Some publications state clearly that letter submissions will be fact-checked, while others do not directly address the veracity of any claims made in letters.

The Washington Post, in an online guide, informs potential submitters that “letters are edited for clarity, fact checked and sometimes trimmed to fit the space available in the newspaper.”

In a 2004 guidance that a New York Times spokesperson said is representative of the newspaper’s policies, letters editor Thomas Feyer said that submissions are checked for factual accuracy. “Letter writers, to use a well-worn phrase, are entitled to their own opinions, but not to their own facts,” he wrote. “There is, of course, a broad gray area in which hard fact and heartfelt opinion commingle. But we do try to verify the facts, either checking them ourselves or asking writers for sources of information.”

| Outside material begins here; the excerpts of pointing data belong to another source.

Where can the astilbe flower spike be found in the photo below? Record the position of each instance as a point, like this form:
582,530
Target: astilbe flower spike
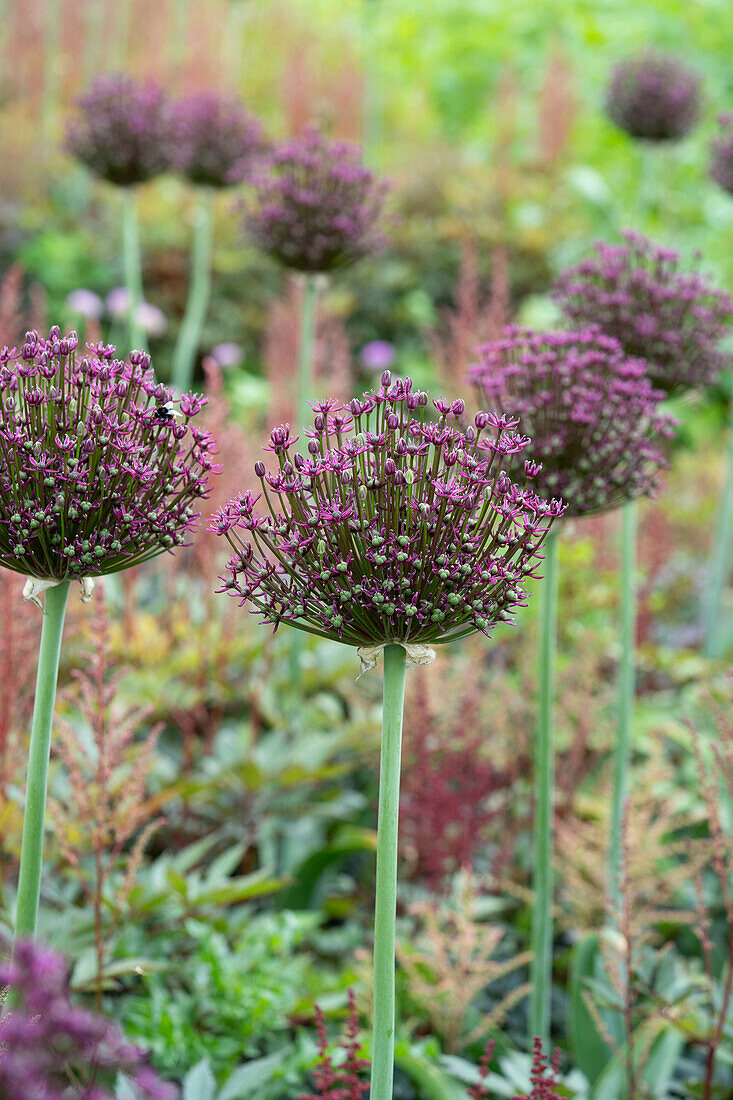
392,528
51,1049
654,97
721,168
210,135
98,469
639,294
122,132
317,208
590,410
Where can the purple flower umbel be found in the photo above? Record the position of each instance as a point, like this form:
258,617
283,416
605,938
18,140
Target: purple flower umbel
98,470
211,135
317,207
51,1049
590,410
654,97
121,133
637,293
392,527
721,168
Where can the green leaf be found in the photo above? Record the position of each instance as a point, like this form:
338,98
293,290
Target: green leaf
199,1082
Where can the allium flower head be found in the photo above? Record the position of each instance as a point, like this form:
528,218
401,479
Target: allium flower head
654,97
721,168
210,136
317,207
590,410
390,526
121,133
98,470
637,293
46,1043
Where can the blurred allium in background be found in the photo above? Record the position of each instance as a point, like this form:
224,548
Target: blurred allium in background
638,293
393,527
721,168
316,206
51,1049
121,132
590,410
210,136
98,470
654,97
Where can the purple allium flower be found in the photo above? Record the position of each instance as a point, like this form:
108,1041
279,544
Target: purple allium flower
317,207
211,136
590,410
121,134
98,471
654,97
51,1049
85,304
228,354
637,293
376,355
721,168
390,526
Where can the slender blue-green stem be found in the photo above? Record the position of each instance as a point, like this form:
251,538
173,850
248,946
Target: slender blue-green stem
306,356
189,334
29,883
720,561
540,977
132,261
385,903
626,690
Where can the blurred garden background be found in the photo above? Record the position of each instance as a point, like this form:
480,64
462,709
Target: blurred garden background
209,875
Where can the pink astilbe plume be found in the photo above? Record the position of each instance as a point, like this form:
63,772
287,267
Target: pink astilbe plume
342,1082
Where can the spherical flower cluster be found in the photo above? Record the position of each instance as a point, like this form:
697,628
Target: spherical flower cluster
590,410
210,135
98,470
721,168
654,97
317,207
393,527
121,134
637,293
46,1042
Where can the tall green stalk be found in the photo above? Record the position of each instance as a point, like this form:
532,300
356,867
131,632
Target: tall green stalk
132,261
385,903
29,884
542,924
626,690
184,355
720,560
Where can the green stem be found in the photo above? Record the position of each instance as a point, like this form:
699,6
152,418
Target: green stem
307,350
720,561
626,690
29,884
385,903
132,262
540,977
189,334
303,413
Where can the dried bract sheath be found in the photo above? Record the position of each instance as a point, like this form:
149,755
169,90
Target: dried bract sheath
390,525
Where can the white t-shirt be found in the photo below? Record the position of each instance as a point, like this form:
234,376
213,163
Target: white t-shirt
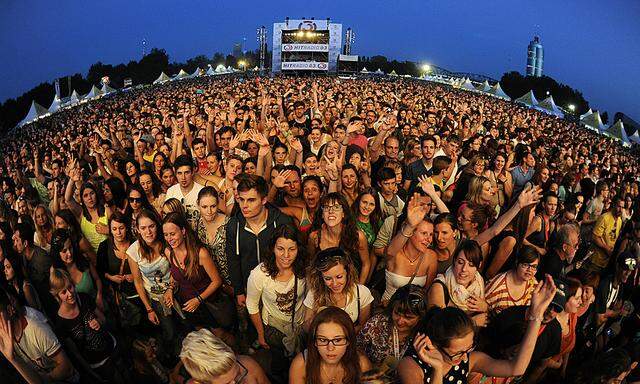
155,274
276,296
352,306
38,343
189,201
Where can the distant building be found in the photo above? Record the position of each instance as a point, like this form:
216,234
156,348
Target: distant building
535,56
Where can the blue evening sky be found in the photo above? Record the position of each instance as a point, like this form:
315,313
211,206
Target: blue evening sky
590,45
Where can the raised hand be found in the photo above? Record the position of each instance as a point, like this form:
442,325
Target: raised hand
542,296
427,352
529,196
427,185
281,178
416,210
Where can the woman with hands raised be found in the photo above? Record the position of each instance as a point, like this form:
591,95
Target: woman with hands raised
443,350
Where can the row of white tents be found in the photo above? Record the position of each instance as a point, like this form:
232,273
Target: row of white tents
219,70
37,111
591,119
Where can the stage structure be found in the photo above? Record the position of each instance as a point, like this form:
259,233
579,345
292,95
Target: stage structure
306,45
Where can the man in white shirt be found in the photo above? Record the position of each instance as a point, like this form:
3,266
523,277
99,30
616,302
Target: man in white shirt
186,191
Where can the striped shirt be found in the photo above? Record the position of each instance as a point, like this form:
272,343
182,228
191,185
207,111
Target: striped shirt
498,296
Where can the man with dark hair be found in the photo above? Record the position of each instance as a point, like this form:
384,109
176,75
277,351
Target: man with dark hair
523,172
250,230
450,149
421,167
36,263
390,203
605,234
30,345
186,190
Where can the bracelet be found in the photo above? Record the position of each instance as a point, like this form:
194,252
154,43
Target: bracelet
535,318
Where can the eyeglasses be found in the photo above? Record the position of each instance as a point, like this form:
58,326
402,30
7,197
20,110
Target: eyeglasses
332,208
529,266
458,355
337,342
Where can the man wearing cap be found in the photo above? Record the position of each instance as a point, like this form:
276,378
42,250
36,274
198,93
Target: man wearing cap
608,304
506,330
605,235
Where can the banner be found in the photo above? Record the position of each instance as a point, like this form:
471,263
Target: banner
305,65
305,47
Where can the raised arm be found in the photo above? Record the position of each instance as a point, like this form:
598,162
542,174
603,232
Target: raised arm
528,197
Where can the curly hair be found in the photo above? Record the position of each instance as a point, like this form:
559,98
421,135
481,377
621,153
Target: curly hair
299,265
349,232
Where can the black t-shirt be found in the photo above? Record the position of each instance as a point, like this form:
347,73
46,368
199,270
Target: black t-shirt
506,330
94,346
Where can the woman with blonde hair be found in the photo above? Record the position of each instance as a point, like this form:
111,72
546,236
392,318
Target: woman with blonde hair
43,220
333,282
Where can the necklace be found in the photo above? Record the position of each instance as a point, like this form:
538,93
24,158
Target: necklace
408,258
332,379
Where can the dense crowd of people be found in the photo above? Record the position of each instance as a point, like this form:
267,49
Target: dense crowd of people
316,230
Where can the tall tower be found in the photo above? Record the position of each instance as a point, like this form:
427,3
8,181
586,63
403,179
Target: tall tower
535,56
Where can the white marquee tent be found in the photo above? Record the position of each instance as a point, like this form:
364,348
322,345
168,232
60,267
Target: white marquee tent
528,99
162,78
35,112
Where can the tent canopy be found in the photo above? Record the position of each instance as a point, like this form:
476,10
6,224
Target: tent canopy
35,111
593,121
497,91
162,78
549,106
528,99
617,132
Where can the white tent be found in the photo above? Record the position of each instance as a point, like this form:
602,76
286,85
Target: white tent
617,132
106,89
35,112
181,75
484,87
93,93
497,91
162,78
195,73
468,85
586,114
593,121
528,99
74,98
549,106
55,104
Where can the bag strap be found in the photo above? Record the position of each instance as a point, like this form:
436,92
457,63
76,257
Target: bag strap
415,272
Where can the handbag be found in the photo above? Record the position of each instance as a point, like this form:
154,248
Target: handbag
220,305
129,313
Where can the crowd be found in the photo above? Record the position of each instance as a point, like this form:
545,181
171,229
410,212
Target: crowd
316,230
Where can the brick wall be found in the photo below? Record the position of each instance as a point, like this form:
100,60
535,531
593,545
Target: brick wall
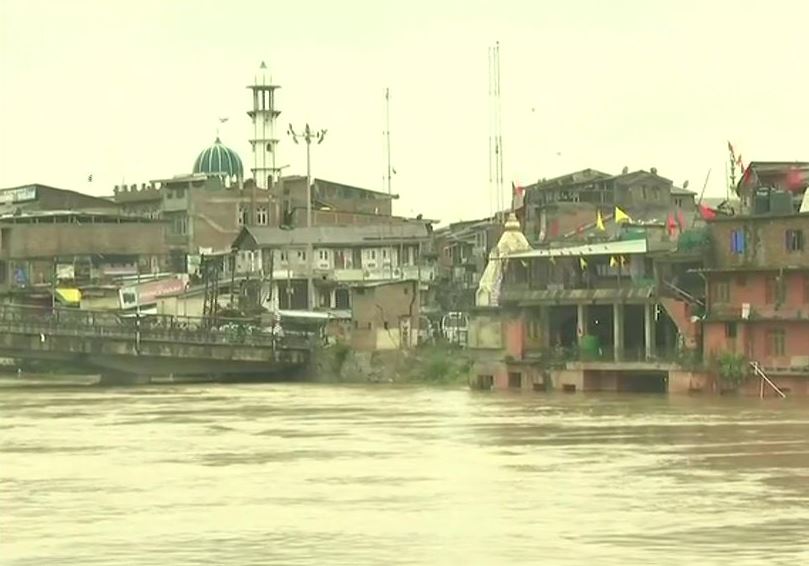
764,241
65,239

The Journal’s right-leaning opinion page has often been at odds with the newspaper’s newsroom. In July 2020, after the opinion page published an essay by Vice President Mike Pence headlined “There Isn’t a Coronavirus ‘Second Wave,’ ” nearly 300 Journal staffers sent a letter to the paper’s publisher that asked for more delineation between news reporting and commentary and called out the opinion section’s “lack of fact-checking and transparency.” The editorial board responded with a column decrying the letter as an effort at “cancel-culture pressure.”

The Trump letter arrives after some Republican state lawmakers in Pennsylvania have pushed for a “forensic investigation” of the vote, which has already been audited, calling for voters to “come forward if they have witnessed voter irregularities or other election improprieties firsthand.”

State Attorney General Josh Shapiro, a Democrat, has called such efforts a “partisan fishing expedition.” On Wednesday, he derided Trump’s claims as “baseless.”